So far, there has only been one unsolved, successful hijacking of an airliner over American airspace. The FBI and other investigators have run into more than 1,000 dead ends in their efforts to finally figure out just who adopted the alias of Dan Cooper.
In the evening of November 24, 1971, at the Portland, Oregon airport, a man, who identified himself as Dan Cooper, boarded a Northwest Orient 727 with a one-way pass to Seattle, Washington.
When the aircraft became airborne, the man ordered a whiskey, lit a cigarette (in-flight smoking was still allowed in those days), then gave a note to the stewardess.
“I HAVE A BOMB IN MY BRIEFCASE. I WILL USE IT IF NECESSARY. I WANT YOU TO SIT NEXT TO ME. YOU ARE BEING HIJACKED.”
The events that followed made Cooper an American folk hero. A wire-service reporter mis-heard Dan Cooper’s first name and wrote the suspects alias as “D.B. Cooper”.
The hijacker told the stewardess to hand the list of his demands to the pilot. D.B. Cooper asked for $200,000 and four parachutes. In exchange, the hijacker would allow 36 passengers and crew to exit the plane upon arrival in Seattle.
The authorities and the FBI obtained the cash and parachutes, then organized the exchange for some of the hostages. The swap was peaceably made and quickly the airliner was aloft again. The only people aboard were the pilot, co-pilot, a stewardess, and D.B.Cooper. The culprit instructed the flight crew to set their headings for Mexico and to maintain an altitude of just less than 10,000 feet.
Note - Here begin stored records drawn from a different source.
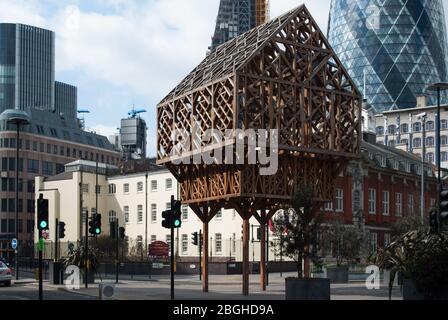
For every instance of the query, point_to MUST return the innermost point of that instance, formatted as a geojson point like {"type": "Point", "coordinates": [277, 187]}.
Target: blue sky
{"type": "Point", "coordinates": [121, 53]}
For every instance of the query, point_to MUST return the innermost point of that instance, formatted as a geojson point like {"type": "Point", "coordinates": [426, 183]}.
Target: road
{"type": "Point", "coordinates": [189, 288]}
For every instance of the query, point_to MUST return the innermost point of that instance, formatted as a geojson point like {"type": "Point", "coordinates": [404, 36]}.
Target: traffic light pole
{"type": "Point", "coordinates": [118, 244]}
{"type": "Point", "coordinates": [86, 252]}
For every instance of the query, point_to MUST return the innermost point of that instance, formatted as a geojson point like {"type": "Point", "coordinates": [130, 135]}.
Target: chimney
{"type": "Point", "coordinates": [421, 101]}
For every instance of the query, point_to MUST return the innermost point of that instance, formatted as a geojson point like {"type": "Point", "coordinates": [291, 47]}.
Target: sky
{"type": "Point", "coordinates": [125, 53]}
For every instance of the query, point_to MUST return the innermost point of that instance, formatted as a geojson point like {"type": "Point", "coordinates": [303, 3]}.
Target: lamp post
{"type": "Point", "coordinates": [438, 87]}
{"type": "Point", "coordinates": [18, 118]}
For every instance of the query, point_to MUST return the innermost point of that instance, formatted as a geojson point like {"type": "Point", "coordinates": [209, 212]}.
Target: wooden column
{"type": "Point", "coordinates": [246, 256]}
{"type": "Point", "coordinates": [263, 251]}
{"type": "Point", "coordinates": [205, 257]}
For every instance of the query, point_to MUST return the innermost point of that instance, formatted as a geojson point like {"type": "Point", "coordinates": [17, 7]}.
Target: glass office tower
{"type": "Point", "coordinates": [26, 67]}
{"type": "Point", "coordinates": [392, 49]}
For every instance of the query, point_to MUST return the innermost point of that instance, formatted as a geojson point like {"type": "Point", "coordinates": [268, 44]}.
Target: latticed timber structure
{"type": "Point", "coordinates": [281, 75]}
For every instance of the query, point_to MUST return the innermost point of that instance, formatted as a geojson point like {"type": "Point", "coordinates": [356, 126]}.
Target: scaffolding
{"type": "Point", "coordinates": [261, 11]}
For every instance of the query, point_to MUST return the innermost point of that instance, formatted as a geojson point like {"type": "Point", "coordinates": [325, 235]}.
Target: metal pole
{"type": "Point", "coordinates": [117, 229]}
{"type": "Point", "coordinates": [200, 255]}
{"type": "Point", "coordinates": [40, 269]}
{"type": "Point", "coordinates": [17, 203]}
{"type": "Point", "coordinates": [439, 171]}
{"type": "Point", "coordinates": [172, 251]}
{"type": "Point", "coordinates": [422, 200]}
{"type": "Point", "coordinates": [86, 252]}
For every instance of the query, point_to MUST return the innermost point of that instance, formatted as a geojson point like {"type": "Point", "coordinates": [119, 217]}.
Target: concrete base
{"type": "Point", "coordinates": [307, 289]}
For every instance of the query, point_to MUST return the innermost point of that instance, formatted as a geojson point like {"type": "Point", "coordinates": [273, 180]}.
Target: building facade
{"type": "Point", "coordinates": [392, 49]}
{"type": "Point", "coordinates": [238, 16]}
{"type": "Point", "coordinates": [404, 129]}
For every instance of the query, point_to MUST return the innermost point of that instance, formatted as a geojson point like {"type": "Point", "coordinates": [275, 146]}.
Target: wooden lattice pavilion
{"type": "Point", "coordinates": [281, 75]}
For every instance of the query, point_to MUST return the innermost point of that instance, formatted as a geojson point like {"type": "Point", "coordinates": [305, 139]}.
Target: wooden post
{"type": "Point", "coordinates": [263, 251]}
{"type": "Point", "coordinates": [246, 256]}
{"type": "Point", "coordinates": [205, 257]}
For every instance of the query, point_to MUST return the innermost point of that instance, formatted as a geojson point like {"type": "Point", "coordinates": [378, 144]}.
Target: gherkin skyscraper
{"type": "Point", "coordinates": [392, 49]}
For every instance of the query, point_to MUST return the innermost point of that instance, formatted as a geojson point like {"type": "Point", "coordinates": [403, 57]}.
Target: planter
{"type": "Point", "coordinates": [307, 289]}
{"type": "Point", "coordinates": [338, 274]}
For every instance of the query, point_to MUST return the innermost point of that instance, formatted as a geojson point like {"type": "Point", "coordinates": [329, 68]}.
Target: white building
{"type": "Point", "coordinates": [403, 129]}
{"type": "Point", "coordinates": [137, 201]}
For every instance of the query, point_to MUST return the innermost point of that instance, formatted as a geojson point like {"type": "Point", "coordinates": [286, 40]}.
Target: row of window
{"type": "Point", "coordinates": [416, 127]}
{"type": "Point", "coordinates": [9, 226]}
{"type": "Point", "coordinates": [57, 150]}
{"type": "Point", "coordinates": [139, 186]}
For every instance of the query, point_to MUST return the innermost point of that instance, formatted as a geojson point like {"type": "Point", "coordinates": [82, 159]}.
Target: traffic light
{"type": "Point", "coordinates": [42, 214]}
{"type": "Point", "coordinates": [177, 214]}
{"type": "Point", "coordinates": [61, 230]}
{"type": "Point", "coordinates": [195, 238]}
{"type": "Point", "coordinates": [443, 207]}
{"type": "Point", "coordinates": [121, 233]}
{"type": "Point", "coordinates": [113, 230]}
{"type": "Point", "coordinates": [95, 225]}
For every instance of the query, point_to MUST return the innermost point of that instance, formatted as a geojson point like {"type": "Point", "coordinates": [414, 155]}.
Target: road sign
{"type": "Point", "coordinates": [14, 244]}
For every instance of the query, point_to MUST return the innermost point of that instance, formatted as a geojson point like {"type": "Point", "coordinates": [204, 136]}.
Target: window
{"type": "Point", "coordinates": [218, 243]}
{"type": "Point", "coordinates": [47, 168]}
{"type": "Point", "coordinates": [139, 213]}
{"type": "Point", "coordinates": [184, 243]}
{"type": "Point", "coordinates": [444, 140]}
{"type": "Point", "coordinates": [417, 143]}
{"type": "Point", "coordinates": [386, 239]}
{"type": "Point", "coordinates": [112, 216]}
{"type": "Point", "coordinates": [139, 186]}
{"type": "Point", "coordinates": [373, 242]}
{"type": "Point", "coordinates": [385, 203]}
{"type": "Point", "coordinates": [392, 129]}
{"type": "Point", "coordinates": [112, 188]}
{"type": "Point", "coordinates": [153, 212]}
{"type": "Point", "coordinates": [126, 214]}
{"type": "Point", "coordinates": [169, 184]}
{"type": "Point", "coordinates": [430, 157]}
{"type": "Point", "coordinates": [33, 166]}
{"type": "Point", "coordinates": [398, 204]}
{"type": "Point", "coordinates": [184, 213]}
{"type": "Point", "coordinates": [444, 124]}
{"type": "Point", "coordinates": [404, 128]}
{"type": "Point", "coordinates": [372, 201]}
{"type": "Point", "coordinates": [411, 204]}
{"type": "Point", "coordinates": [339, 200]}
{"type": "Point", "coordinates": [153, 185]}
{"type": "Point", "coordinates": [417, 127]}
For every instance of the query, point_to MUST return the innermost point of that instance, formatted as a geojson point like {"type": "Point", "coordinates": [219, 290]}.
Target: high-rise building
{"type": "Point", "coordinates": [53, 137]}
{"type": "Point", "coordinates": [392, 49]}
{"type": "Point", "coordinates": [238, 16]}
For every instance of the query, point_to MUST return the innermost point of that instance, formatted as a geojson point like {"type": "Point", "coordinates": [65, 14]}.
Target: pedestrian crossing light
{"type": "Point", "coordinates": [42, 213]}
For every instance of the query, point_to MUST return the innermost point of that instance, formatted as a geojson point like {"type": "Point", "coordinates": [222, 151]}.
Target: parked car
{"type": "Point", "coordinates": [5, 274]}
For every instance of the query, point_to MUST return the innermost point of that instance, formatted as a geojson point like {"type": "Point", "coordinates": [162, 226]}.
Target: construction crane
{"type": "Point", "coordinates": [134, 113]}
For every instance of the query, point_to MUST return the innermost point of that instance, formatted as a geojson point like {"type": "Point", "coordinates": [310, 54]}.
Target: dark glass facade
{"type": "Point", "coordinates": [234, 18]}
{"type": "Point", "coordinates": [393, 49]}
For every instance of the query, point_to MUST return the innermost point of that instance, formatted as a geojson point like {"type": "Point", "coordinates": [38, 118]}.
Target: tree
{"type": "Point", "coordinates": [297, 228]}
{"type": "Point", "coordinates": [346, 241]}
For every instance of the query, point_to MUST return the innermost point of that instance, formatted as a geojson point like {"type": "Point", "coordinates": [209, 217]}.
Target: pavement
{"type": "Point", "coordinates": [221, 287]}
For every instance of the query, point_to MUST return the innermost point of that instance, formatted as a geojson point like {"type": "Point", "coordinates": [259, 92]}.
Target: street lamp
{"type": "Point", "coordinates": [18, 118]}
{"type": "Point", "coordinates": [422, 117]}
{"type": "Point", "coordinates": [438, 87]}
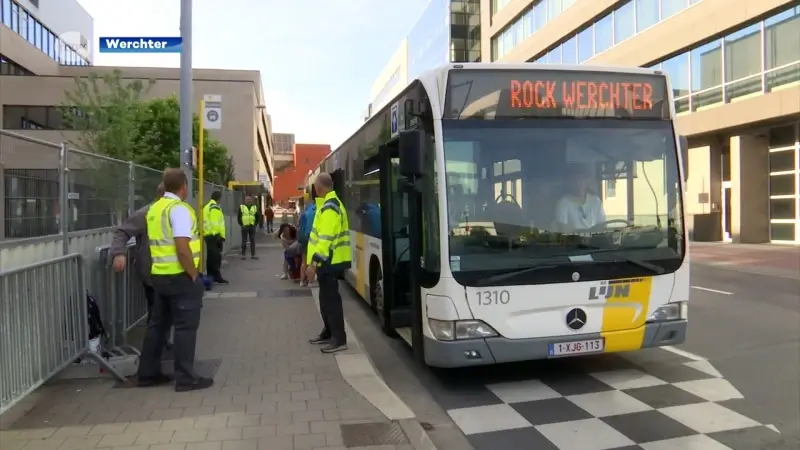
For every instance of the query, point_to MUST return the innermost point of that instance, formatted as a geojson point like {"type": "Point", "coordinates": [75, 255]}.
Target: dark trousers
{"type": "Point", "coordinates": [214, 256]}
{"type": "Point", "coordinates": [330, 307]}
{"type": "Point", "coordinates": [178, 303]}
{"type": "Point", "coordinates": [249, 234]}
{"type": "Point", "coordinates": [150, 298]}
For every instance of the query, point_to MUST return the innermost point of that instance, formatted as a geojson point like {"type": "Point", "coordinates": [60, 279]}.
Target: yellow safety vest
{"type": "Point", "coordinates": [330, 235]}
{"type": "Point", "coordinates": [213, 220]}
{"type": "Point", "coordinates": [248, 215]}
{"type": "Point", "coordinates": [162, 244]}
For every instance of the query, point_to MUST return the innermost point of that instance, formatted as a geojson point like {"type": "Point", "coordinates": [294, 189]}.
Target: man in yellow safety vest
{"type": "Point", "coordinates": [174, 240]}
{"type": "Point", "coordinates": [248, 220]}
{"type": "Point", "coordinates": [328, 257]}
{"type": "Point", "coordinates": [214, 234]}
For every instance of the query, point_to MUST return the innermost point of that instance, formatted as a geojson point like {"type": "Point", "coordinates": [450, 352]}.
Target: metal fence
{"type": "Point", "coordinates": [58, 200]}
{"type": "Point", "coordinates": [60, 208]}
{"type": "Point", "coordinates": [43, 325]}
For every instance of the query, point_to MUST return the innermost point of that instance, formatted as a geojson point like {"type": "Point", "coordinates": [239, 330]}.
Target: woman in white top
{"type": "Point", "coordinates": [580, 209]}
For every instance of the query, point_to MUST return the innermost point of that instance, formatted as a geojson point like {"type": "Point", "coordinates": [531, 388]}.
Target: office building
{"type": "Point", "coordinates": [38, 67]}
{"type": "Point", "coordinates": [44, 46]}
{"type": "Point", "coordinates": [283, 150]}
{"type": "Point", "coordinates": [734, 66]}
{"type": "Point", "coordinates": [446, 31]}
{"type": "Point", "coordinates": [291, 180]}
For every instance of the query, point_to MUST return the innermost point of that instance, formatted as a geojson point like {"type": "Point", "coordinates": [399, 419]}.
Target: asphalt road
{"type": "Point", "coordinates": [747, 326]}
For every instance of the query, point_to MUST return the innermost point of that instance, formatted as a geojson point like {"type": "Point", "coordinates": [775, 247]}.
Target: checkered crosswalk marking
{"type": "Point", "coordinates": [658, 407]}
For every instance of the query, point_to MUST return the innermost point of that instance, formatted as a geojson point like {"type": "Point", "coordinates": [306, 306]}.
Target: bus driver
{"type": "Point", "coordinates": [580, 209]}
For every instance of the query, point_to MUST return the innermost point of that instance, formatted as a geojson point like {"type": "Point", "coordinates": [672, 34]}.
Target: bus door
{"type": "Point", "coordinates": [395, 241]}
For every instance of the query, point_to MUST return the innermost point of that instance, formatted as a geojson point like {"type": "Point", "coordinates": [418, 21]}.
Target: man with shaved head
{"type": "Point", "coordinates": [328, 257]}
{"type": "Point", "coordinates": [248, 220]}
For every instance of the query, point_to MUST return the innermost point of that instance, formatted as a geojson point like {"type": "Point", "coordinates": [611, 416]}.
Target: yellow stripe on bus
{"type": "Point", "coordinates": [362, 265]}
{"type": "Point", "coordinates": [625, 313]}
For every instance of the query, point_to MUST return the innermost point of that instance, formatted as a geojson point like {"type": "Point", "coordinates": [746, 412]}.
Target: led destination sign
{"type": "Point", "coordinates": [511, 94]}
{"type": "Point", "coordinates": [550, 94]}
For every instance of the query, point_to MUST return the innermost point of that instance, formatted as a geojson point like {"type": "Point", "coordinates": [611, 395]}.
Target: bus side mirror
{"type": "Point", "coordinates": [411, 146]}
{"type": "Point", "coordinates": [683, 145]}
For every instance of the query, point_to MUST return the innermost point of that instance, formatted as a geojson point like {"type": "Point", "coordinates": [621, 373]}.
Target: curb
{"type": "Point", "coordinates": [359, 372]}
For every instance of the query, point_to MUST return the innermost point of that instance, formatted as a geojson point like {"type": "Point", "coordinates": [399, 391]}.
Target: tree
{"type": "Point", "coordinates": [157, 140]}
{"type": "Point", "coordinates": [103, 109]}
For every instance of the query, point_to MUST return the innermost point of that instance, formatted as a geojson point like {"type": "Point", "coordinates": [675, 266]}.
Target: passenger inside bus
{"type": "Point", "coordinates": [580, 208]}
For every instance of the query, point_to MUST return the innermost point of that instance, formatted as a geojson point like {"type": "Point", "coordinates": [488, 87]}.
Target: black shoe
{"type": "Point", "coordinates": [319, 340]}
{"type": "Point", "coordinates": [200, 383]}
{"type": "Point", "coordinates": [156, 380]}
{"type": "Point", "coordinates": [333, 348]}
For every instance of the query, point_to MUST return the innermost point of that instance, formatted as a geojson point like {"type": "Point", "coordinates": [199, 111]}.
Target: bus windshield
{"type": "Point", "coordinates": [559, 193]}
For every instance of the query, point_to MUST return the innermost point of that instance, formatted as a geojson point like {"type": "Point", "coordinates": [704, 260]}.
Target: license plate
{"type": "Point", "coordinates": [577, 347]}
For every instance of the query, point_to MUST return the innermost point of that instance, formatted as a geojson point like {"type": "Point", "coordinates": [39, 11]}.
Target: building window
{"type": "Point", "coordinates": [604, 34]}
{"type": "Point", "coordinates": [677, 69]}
{"type": "Point", "coordinates": [585, 45]}
{"type": "Point", "coordinates": [26, 25]}
{"type": "Point", "coordinates": [646, 14]}
{"type": "Point", "coordinates": [742, 61]}
{"type": "Point", "coordinates": [671, 7]}
{"type": "Point", "coordinates": [9, 67]}
{"type": "Point", "coordinates": [706, 64]}
{"type": "Point", "coordinates": [624, 22]}
{"type": "Point", "coordinates": [5, 12]}
{"type": "Point", "coordinates": [782, 53]}
{"type": "Point", "coordinates": [19, 117]}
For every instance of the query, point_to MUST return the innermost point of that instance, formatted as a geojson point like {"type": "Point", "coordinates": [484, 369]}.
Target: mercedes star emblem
{"type": "Point", "coordinates": [576, 319]}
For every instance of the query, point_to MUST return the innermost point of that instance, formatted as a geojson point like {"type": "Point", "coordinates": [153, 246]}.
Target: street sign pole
{"type": "Point", "coordinates": [210, 119]}
{"type": "Point", "coordinates": [201, 181]}
{"type": "Point", "coordinates": [186, 112]}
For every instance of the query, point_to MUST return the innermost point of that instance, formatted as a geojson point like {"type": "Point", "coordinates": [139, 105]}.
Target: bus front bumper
{"type": "Point", "coordinates": [496, 350]}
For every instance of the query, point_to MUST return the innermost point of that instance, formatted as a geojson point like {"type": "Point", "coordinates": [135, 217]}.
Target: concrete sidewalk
{"type": "Point", "coordinates": [769, 259]}
{"type": "Point", "coordinates": [273, 390]}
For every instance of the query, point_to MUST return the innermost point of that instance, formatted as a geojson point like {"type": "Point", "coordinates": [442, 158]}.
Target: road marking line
{"type": "Point", "coordinates": [683, 353]}
{"type": "Point", "coordinates": [716, 291]}
{"type": "Point", "coordinates": [705, 367]}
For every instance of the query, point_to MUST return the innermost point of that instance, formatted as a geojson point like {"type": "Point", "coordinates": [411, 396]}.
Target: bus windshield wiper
{"type": "Point", "coordinates": [655, 268]}
{"type": "Point", "coordinates": [485, 281]}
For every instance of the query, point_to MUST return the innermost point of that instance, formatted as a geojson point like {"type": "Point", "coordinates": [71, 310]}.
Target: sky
{"type": "Point", "coordinates": [318, 60]}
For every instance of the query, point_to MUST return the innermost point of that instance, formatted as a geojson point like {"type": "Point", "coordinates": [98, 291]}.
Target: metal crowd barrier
{"type": "Point", "coordinates": [121, 300]}
{"type": "Point", "coordinates": [43, 325]}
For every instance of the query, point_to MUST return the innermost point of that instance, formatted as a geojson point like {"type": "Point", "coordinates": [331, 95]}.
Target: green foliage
{"type": "Point", "coordinates": [158, 140]}
{"type": "Point", "coordinates": [103, 109]}
{"type": "Point", "coordinates": [113, 119]}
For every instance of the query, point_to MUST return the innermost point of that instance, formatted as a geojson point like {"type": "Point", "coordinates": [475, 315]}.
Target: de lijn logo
{"type": "Point", "coordinates": [140, 44]}
{"type": "Point", "coordinates": [78, 42]}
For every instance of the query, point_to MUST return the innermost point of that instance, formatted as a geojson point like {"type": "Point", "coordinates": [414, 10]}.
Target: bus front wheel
{"type": "Point", "coordinates": [378, 301]}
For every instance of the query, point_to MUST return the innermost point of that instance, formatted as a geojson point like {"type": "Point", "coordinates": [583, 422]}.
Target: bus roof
{"type": "Point", "coordinates": [435, 75]}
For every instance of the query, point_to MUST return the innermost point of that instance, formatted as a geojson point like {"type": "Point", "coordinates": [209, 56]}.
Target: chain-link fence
{"type": "Point", "coordinates": [59, 200]}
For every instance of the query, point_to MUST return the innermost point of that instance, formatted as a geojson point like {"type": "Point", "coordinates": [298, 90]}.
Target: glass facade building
{"type": "Point", "coordinates": [736, 85]}
{"type": "Point", "coordinates": [21, 21]}
{"type": "Point", "coordinates": [447, 31]}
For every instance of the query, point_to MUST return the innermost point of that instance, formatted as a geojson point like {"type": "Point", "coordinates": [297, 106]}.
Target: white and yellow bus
{"type": "Point", "coordinates": [510, 212]}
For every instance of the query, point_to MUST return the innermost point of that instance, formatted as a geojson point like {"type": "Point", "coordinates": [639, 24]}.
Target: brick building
{"type": "Point", "coordinates": [290, 181]}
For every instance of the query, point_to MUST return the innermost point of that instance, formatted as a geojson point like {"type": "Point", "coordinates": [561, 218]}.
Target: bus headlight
{"type": "Point", "coordinates": [670, 311]}
{"type": "Point", "coordinates": [451, 330]}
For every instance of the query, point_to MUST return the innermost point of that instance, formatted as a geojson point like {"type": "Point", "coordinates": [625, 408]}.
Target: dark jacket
{"type": "Point", "coordinates": [239, 215]}
{"type": "Point", "coordinates": [135, 227]}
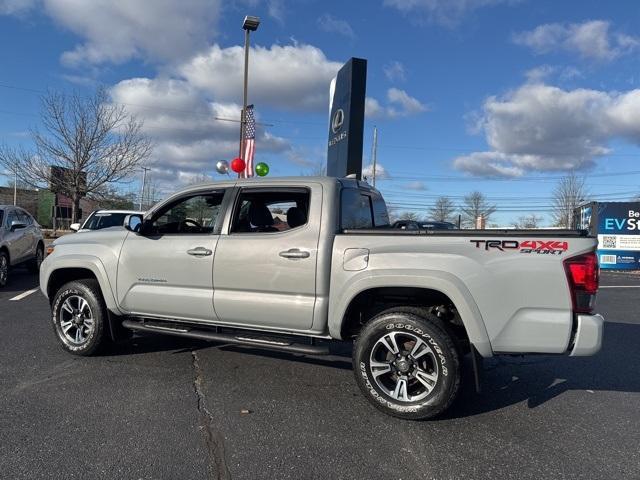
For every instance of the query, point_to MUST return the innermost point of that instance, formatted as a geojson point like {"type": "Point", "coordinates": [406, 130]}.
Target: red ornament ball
{"type": "Point", "coordinates": [238, 165]}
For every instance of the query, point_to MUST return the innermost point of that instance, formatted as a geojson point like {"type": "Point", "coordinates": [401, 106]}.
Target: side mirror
{"type": "Point", "coordinates": [133, 223]}
{"type": "Point", "coordinates": [16, 224]}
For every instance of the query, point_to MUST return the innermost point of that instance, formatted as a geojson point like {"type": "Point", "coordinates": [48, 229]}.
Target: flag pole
{"type": "Point", "coordinates": [374, 153]}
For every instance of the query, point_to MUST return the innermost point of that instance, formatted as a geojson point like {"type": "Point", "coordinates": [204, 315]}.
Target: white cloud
{"type": "Point", "coordinates": [408, 105]}
{"type": "Point", "coordinates": [381, 172]}
{"type": "Point", "coordinates": [591, 40]}
{"type": "Point", "coordinates": [544, 72]}
{"type": "Point", "coordinates": [115, 31]}
{"type": "Point", "coordinates": [15, 7]}
{"type": "Point", "coordinates": [540, 127]}
{"type": "Point", "coordinates": [444, 12]}
{"type": "Point", "coordinates": [416, 185]}
{"type": "Point", "coordinates": [292, 77]}
{"type": "Point", "coordinates": [331, 24]}
{"type": "Point", "coordinates": [395, 72]}
{"type": "Point", "coordinates": [399, 104]}
{"type": "Point", "coordinates": [182, 122]}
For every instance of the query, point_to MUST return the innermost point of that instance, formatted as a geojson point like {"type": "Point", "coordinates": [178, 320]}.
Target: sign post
{"type": "Point", "coordinates": [346, 120]}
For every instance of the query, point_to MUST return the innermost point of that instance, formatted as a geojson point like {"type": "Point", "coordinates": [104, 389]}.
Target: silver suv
{"type": "Point", "coordinates": [21, 241]}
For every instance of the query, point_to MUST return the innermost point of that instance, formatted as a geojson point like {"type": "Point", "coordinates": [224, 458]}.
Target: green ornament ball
{"type": "Point", "coordinates": [262, 169]}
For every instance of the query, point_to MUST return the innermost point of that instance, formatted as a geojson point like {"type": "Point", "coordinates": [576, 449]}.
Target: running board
{"type": "Point", "coordinates": [247, 339]}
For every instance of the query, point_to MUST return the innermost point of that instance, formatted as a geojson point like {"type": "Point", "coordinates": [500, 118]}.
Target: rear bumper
{"type": "Point", "coordinates": [588, 338]}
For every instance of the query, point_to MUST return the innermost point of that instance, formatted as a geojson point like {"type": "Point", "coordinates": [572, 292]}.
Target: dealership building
{"type": "Point", "coordinates": [617, 225]}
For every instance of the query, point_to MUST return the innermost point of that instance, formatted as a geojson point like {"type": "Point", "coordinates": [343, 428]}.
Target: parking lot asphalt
{"type": "Point", "coordinates": [160, 407]}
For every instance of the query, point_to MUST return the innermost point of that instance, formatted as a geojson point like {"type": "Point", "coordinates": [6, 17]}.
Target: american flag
{"type": "Point", "coordinates": [249, 147]}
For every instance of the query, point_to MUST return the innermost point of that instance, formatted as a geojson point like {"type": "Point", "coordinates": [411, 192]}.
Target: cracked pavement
{"type": "Point", "coordinates": [167, 408]}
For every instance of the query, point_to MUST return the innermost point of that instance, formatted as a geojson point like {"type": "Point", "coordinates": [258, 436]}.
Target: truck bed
{"type": "Point", "coordinates": [474, 233]}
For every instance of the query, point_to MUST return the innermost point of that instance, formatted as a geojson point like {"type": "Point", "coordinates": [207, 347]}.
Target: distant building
{"type": "Point", "coordinates": [40, 203]}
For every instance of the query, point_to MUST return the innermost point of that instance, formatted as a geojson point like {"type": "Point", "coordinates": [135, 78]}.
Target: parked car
{"type": "Point", "coordinates": [100, 219]}
{"type": "Point", "coordinates": [21, 241]}
{"type": "Point", "coordinates": [426, 225]}
{"type": "Point", "coordinates": [209, 263]}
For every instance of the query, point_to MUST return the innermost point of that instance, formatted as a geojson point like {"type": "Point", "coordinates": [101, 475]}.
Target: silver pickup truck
{"type": "Point", "coordinates": [288, 263]}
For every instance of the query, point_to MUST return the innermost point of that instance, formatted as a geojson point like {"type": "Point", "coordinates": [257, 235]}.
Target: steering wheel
{"type": "Point", "coordinates": [188, 223]}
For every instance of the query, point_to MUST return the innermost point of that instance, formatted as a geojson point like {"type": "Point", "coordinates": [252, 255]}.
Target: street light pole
{"type": "Point", "coordinates": [15, 186]}
{"type": "Point", "coordinates": [250, 24]}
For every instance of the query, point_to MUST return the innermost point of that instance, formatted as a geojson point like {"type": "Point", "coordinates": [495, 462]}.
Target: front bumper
{"type": "Point", "coordinates": [588, 339]}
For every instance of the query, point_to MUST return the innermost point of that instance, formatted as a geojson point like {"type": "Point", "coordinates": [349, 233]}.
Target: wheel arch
{"type": "Point", "coordinates": [366, 296]}
{"type": "Point", "coordinates": [5, 249]}
{"type": "Point", "coordinates": [76, 269]}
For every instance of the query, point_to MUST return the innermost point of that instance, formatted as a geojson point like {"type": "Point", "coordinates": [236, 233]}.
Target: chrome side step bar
{"type": "Point", "coordinates": [251, 340]}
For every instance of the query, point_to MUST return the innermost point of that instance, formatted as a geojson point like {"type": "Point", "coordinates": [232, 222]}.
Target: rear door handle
{"type": "Point", "coordinates": [199, 252]}
{"type": "Point", "coordinates": [295, 253]}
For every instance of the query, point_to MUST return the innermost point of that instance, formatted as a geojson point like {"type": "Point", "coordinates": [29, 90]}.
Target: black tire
{"type": "Point", "coordinates": [5, 268]}
{"type": "Point", "coordinates": [425, 386]}
{"type": "Point", "coordinates": [91, 337]}
{"type": "Point", "coordinates": [34, 264]}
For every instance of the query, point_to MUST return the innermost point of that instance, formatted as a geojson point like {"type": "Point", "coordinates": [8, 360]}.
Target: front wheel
{"type": "Point", "coordinates": [79, 317]}
{"type": "Point", "coordinates": [406, 364]}
{"type": "Point", "coordinates": [4, 268]}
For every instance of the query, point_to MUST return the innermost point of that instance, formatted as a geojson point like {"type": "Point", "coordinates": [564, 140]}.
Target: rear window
{"type": "Point", "coordinates": [101, 220]}
{"type": "Point", "coordinates": [362, 209]}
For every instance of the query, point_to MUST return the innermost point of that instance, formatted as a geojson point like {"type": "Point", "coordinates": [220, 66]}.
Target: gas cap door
{"type": "Point", "coordinates": [355, 259]}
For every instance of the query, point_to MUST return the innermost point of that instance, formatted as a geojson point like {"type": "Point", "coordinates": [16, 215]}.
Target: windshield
{"type": "Point", "coordinates": [101, 220]}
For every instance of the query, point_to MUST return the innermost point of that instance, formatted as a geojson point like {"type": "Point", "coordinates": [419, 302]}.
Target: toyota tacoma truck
{"type": "Point", "coordinates": [290, 263]}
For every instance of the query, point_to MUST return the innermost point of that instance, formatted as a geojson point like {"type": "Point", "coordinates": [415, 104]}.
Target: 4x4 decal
{"type": "Point", "coordinates": [548, 247]}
When the Boeing 727 finally reached cruising height, the hijacker lowered the airplane’s rear stairway, checked his parachute pack, and stepped down and out into the stormy, cold night sky. D.B. Cooper was not to be seen again.
Military and law-enforcement helicopters were alerted and flew to the Cascade Mountain vicinity where the hijacker had exited the airliner. However, D.B. Cooper had vanished. He might be dead, or he could have stashed the parachute and hiked through the wet wilderness to escape to points unknown.
One big clue finally came to light in February, 1980. An eight-year-old boy discovered some $6,000 of the marked ransom cash on a beach. The rest of the ransom money was still missing. The find was enough to briefly return the name, D.B. Cooper, to the evening news reports.
FBI investigators have followed up on several convincing leads, but none of them have panned out. The agency says that the major suspects have been ruled out because fingerprints don’t match those of the culprit, the descriptions aren’t even close to witness descriptions, or the DNA doesn’t match.
From time to time, the FBI announces that they have an actual suspect that will solve the decades old crime. But, eventually, each investigation peters out.
The Blue Jay of Happiness points out that D.B. Cooper has been a boon to part of the economy. There have been several books about the hijacking, at least one television documentary, and a movie starring Robert Duvall.